Аргументация моя донельзя проста. Дух — единственная реальность, которая существует. Я — дух, и я существую, продолжаюсь. Я, Дэррель Стэндинг, обитатель многих плотских обителей, напишу еще несколько строк этих воспоминаний, а затем в свою очередь исчезну. Моя внешняя форма, мое тело сгинет, когда его достаточно долго продержат подвешенным за шею, и ничего от него не останется во всем мире материи. А в мире духа останется память о нем. Материя не имеет памяти, ибо формы ее исчезают, и то, что запечатлено в них, исчезает вместе с ними.
Еще одно слово, прежде чем я вернусь к моему повествованию. Во всех моих скитаниях во тьме других жизней, принадлежавших мне, я ни разу не мог довести до конца то или иное скитание. Много былых существований пережил я, прежде чем мне удалось вернуться к мальчику Джессу в Нефи.
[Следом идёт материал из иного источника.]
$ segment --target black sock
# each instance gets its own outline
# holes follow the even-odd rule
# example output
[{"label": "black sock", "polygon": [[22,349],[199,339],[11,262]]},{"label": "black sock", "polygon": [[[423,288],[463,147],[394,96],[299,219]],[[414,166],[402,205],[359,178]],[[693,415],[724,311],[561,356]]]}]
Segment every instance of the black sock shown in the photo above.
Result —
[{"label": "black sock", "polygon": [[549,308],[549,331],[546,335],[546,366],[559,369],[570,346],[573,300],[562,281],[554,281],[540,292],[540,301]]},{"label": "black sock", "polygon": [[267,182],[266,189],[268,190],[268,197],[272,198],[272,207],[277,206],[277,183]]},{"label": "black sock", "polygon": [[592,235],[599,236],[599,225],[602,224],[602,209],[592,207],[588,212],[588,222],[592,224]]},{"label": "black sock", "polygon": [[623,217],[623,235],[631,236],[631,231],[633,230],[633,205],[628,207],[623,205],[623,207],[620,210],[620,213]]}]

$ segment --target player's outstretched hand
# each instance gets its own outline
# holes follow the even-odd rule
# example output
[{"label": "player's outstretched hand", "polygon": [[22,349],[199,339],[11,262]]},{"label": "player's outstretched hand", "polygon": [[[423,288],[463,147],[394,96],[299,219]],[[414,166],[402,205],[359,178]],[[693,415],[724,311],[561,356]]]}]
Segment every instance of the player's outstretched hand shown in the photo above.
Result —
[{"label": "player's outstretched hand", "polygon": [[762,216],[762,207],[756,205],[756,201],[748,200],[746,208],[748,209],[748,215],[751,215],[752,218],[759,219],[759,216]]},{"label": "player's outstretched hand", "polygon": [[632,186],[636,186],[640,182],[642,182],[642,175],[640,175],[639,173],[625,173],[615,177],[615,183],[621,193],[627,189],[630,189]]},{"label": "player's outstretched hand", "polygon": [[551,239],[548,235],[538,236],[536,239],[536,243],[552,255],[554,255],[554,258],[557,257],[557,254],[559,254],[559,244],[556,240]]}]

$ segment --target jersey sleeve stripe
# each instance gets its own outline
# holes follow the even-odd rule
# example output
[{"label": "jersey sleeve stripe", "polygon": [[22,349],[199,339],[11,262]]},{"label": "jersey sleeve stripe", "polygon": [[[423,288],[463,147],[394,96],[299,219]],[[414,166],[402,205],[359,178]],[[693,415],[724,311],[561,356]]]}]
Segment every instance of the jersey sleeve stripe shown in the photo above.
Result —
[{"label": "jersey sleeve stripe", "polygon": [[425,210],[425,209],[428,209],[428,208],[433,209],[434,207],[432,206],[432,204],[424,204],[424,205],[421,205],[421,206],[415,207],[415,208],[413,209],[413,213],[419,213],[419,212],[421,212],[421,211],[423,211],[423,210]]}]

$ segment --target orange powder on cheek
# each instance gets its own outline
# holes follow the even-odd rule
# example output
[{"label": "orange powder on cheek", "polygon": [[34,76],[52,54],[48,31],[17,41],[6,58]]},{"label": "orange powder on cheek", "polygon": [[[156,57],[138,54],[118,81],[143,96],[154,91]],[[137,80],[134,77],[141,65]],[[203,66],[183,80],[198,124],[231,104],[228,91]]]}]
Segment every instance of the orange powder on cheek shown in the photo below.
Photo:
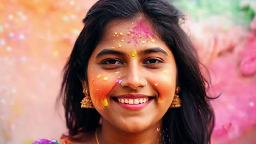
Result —
[{"label": "orange powder on cheek", "polygon": [[92,81],[90,94],[94,105],[102,110],[105,106],[108,106],[107,96],[108,93],[119,82],[119,80],[109,79],[108,77],[98,75]]},{"label": "orange powder on cheek", "polygon": [[154,85],[152,85],[152,86],[154,86],[154,88],[156,89],[158,94],[159,94],[158,99],[158,103],[161,103],[166,97],[172,95],[172,93],[173,91],[172,91],[172,88],[170,88],[170,85],[166,85],[166,82],[159,82],[152,83],[154,83]]}]

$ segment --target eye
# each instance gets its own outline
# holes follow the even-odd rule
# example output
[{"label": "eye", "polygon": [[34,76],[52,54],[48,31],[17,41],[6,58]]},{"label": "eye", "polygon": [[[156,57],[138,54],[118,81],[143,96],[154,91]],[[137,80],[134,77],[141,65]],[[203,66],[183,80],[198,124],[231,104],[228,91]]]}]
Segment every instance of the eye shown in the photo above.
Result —
[{"label": "eye", "polygon": [[159,63],[163,63],[163,61],[155,58],[148,58],[143,62],[143,64],[158,64]]},{"label": "eye", "polygon": [[101,63],[103,65],[121,65],[123,63],[120,61],[116,59],[108,59]]}]

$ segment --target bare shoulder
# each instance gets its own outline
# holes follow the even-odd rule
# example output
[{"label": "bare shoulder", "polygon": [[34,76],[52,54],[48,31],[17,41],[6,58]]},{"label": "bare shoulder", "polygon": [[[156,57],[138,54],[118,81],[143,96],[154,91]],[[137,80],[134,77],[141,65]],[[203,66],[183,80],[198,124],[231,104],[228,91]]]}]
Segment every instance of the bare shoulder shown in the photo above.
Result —
[{"label": "bare shoulder", "polygon": [[[66,139],[68,137],[62,136],[61,139]],[[73,136],[72,139],[68,139],[72,144],[95,144],[96,143],[94,131],[86,133],[80,133]]]}]

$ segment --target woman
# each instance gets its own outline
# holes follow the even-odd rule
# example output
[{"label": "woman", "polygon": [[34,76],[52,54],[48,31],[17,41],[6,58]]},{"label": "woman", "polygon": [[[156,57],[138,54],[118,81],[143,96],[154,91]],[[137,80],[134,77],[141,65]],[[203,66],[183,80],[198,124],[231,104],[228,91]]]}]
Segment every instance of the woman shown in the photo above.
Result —
[{"label": "woman", "polygon": [[64,69],[59,98],[69,133],[62,142],[210,142],[207,82],[181,18],[164,0],[92,7]]}]

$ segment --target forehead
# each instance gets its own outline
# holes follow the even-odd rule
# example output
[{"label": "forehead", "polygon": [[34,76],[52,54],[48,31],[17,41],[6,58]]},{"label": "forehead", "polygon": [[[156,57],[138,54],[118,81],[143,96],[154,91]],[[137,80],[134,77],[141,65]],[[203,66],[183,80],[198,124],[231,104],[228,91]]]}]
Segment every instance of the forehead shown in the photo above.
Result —
[{"label": "forehead", "polygon": [[113,49],[124,52],[147,48],[159,47],[171,53],[166,44],[159,39],[146,19],[118,19],[109,22],[102,39],[95,50],[97,53],[104,49]]}]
Возможно, что в конечном итоге я испытал переживания Джесса десятки раз, иногда начиная его карьеру маленьким мальчиком в поселениях Арканзаса, и по крайней мере десяток раз проходил мимо пункта, в котором я его оставил в Нефи. Рассказывать обо всем подробно было бы напрасной тратой времени; и поэтому, не в ущерб правдоподобию моего рассказа, я обойду молчанием то, что в нем смутно, неясно и повторяется, и изложу факты так, как я их воссоздал из разных моментов, — в общем так, как я их переживал.